Annaba, c’est particulier. Tout le monde sait dans quel environnement baigne ce grand club. J’ai géré le maintien de ce club, et puis, je suis parti. Je ne pouvais pas rester.

 

Vous aviez une opportunité de rester en L1 quand vous avez pris en main le CRBAF...

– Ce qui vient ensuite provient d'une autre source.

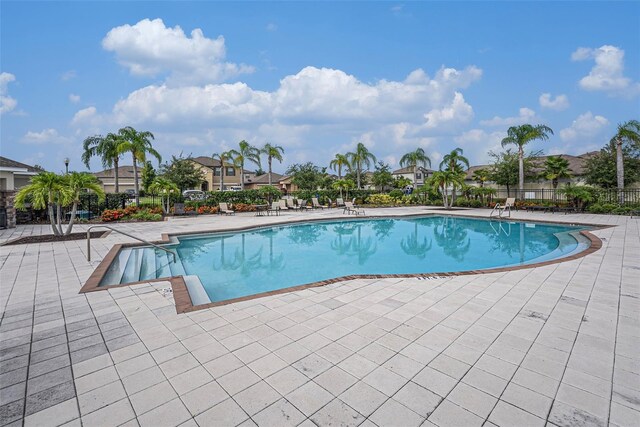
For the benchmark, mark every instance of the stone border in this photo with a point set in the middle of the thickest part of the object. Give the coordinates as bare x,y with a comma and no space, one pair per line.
184,304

C’est ce que je voulais. Si ça ne tenait qu’à moi, je serais encore dans ce club et la situation de ce dernier n’en serait pas là, je sais de quoi je parle. Je crois que nous avons effectué une excellente préparation en Tunisie où nous avons fait de bons résultats face à l’EST et à l’AS Marsa. Ces clubs nous ont félicités pour notre prestation.

 

Et que s’est-il passé par la suite ?

Eh bien, nous avons hérité d’un calendrier très dur. On a eu à jouer sur le coup l’ESS, le MCA et la JSK. Certes, nous les avons perdus, mais tout le monde a reconnu que le CRBAF joue bien au ballon. Nous avons bien joué face au MCA qui ne nous a battus que difficilement au 5-Juillet. Toute la presse faisait l’éloge du CRBAF et reprochait à l’arbitre d’avoir faussé le résultat de cette rencontre. Mais comme chez nous, on croit qu’aux résultats, je n’ai pas résisté aux critiques et je suis parti.

 

Avec des regrets…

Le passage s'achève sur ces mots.